Because we are inside our own galaxy – about two-thirds of the way from the galactic core, we can’t see the whole thing. But we can see the spiral arms and so we know we live in a spiral-shaped galaxy.
Early astronomers looked up in the night sky and saw patches of light which appeared like faraway clouds. They called these patches nebulae.
In 1845, Irelands Third Earl of Ross, William Parsons, used his huge telescope at Birr Castle in the center of Ireland to observe and sketch the spiral structure of the Whirlpool Galaxy.
Other 18th and 19th century astronomers, including father and son William and John Herschel, noted the structure of this galaxy, too.
A galaxy is an enormous collection of gas and stars held together by gravity. Since the 19th century, astronomers have aimed telescopes at galaxies, discovering their composition.
In the 20th century, NASAS orbiting Telescopes have looked at this amazing galaxy to see it in many portions of the electromagnetic spectrum, from radio to infrared, on to visible light, and past visible to ultraviolet, X-Ray and on to gamma ray.

NASAs Spitzer Space Telescope looks at galaxies in the infrared part of the spectrum. It can see long lanes in the spiral arms. They are stars and gas laced with dust.
The Hubble Space Telescope sees similar views in a different wavelength. It looks at the optical part of the spectrum or what we think of as visible light. Thats the light we can see.
NASAS Chandra X-ray observatory reveals black holes, neutron stars and a glow between the stars of the Whirlpool Galaxy.
And last, but not least, the GALEX telescope shows that hot young stars produce a lot of ultraviolet energy.

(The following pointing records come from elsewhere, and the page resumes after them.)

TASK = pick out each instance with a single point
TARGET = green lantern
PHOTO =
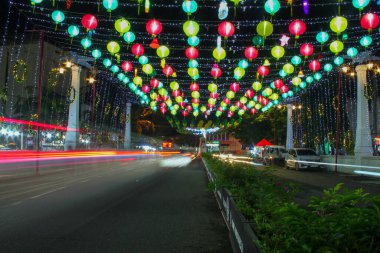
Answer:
(317, 76)
(338, 24)
(277, 52)
(352, 52)
(257, 40)
(193, 41)
(189, 6)
(288, 68)
(122, 26)
(272, 6)
(257, 86)
(113, 47)
(336, 46)
(239, 73)
(243, 64)
(163, 51)
(264, 28)
(129, 37)
(365, 41)
(322, 37)
(143, 60)
(338, 61)
(107, 63)
(58, 16)
(147, 69)
(96, 53)
(191, 28)
(73, 31)
(114, 69)
(296, 81)
(86, 43)
(296, 60)
(219, 53)
(110, 5)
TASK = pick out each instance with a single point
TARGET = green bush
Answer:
(340, 221)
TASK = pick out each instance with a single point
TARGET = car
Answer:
(302, 158)
(274, 155)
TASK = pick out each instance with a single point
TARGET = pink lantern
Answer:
(235, 87)
(216, 71)
(251, 53)
(226, 29)
(126, 66)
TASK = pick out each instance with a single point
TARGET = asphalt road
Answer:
(110, 206)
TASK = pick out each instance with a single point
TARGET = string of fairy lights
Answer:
(267, 74)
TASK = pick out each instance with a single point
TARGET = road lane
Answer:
(134, 207)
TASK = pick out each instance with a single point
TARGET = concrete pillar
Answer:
(72, 132)
(363, 146)
(127, 134)
(289, 127)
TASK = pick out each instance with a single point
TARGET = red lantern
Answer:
(154, 83)
(314, 65)
(284, 89)
(249, 93)
(194, 87)
(297, 28)
(214, 95)
(216, 71)
(235, 87)
(126, 66)
(145, 89)
(176, 93)
(306, 50)
(154, 27)
(137, 50)
(191, 53)
(278, 83)
(167, 70)
(263, 71)
(226, 29)
(227, 101)
(369, 21)
(251, 53)
(89, 22)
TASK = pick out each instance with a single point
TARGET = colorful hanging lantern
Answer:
(272, 6)
(322, 37)
(336, 46)
(122, 26)
(126, 66)
(89, 22)
(153, 27)
(251, 53)
(277, 52)
(191, 53)
(369, 21)
(226, 29)
(110, 5)
(306, 50)
(297, 28)
(113, 47)
(163, 52)
(189, 6)
(219, 53)
(191, 28)
(338, 24)
(314, 65)
(137, 50)
(216, 72)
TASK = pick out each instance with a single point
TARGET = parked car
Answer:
(302, 158)
(274, 155)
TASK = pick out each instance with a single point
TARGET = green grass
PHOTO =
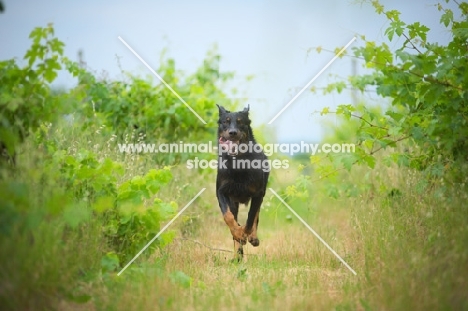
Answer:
(409, 247)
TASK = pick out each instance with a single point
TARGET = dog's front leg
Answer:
(252, 221)
(236, 230)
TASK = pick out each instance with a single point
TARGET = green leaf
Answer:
(447, 17)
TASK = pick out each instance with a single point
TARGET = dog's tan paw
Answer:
(238, 234)
(254, 241)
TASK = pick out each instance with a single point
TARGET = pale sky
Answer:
(267, 39)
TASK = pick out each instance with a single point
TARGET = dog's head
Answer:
(233, 129)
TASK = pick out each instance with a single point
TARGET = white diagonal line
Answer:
(315, 233)
(162, 80)
(313, 79)
(160, 232)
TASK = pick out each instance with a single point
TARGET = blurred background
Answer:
(269, 44)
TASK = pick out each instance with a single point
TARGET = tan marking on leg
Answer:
(236, 230)
(253, 239)
(238, 251)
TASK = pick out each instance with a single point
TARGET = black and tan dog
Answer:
(242, 175)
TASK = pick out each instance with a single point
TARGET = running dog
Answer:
(241, 178)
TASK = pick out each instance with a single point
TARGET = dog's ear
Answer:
(221, 109)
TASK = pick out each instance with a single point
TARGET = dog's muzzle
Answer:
(229, 146)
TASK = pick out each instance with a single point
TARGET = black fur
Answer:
(235, 184)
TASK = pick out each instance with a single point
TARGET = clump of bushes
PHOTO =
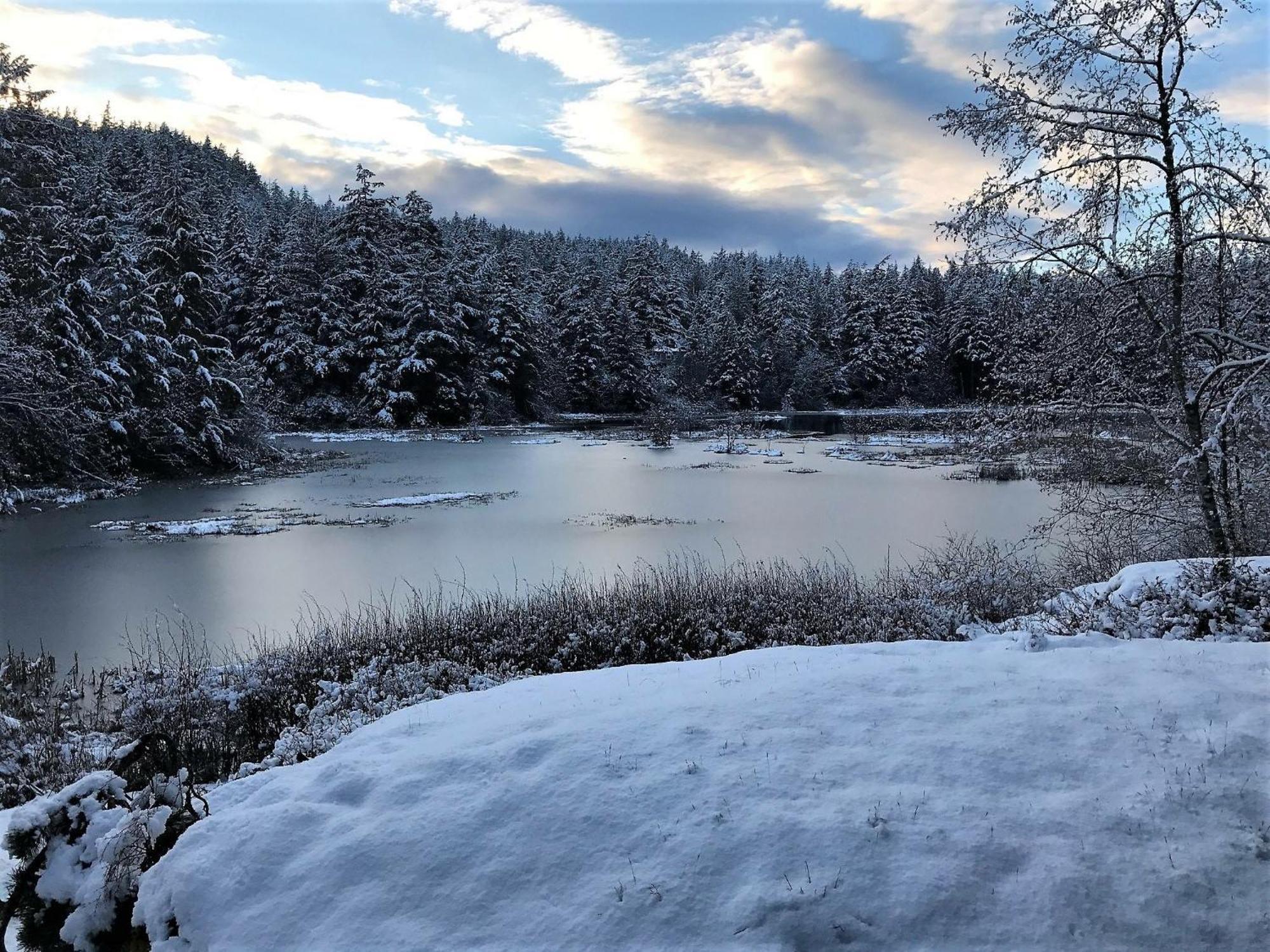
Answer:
(281, 703)
(1219, 600)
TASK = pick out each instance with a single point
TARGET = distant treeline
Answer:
(159, 301)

Dont forget to view Saturn this month either. Its higher in the sky and easier to see.
You can read all about the Whirlpool and other galaxies in the distant universe this month on NASA’s International Year of Astronomy website: Astronomy2009.nasa.gov
And you can learn all about NASA’s missions at: www.nasa.gov
That’s all for this month. I’m Jane Houston Jones.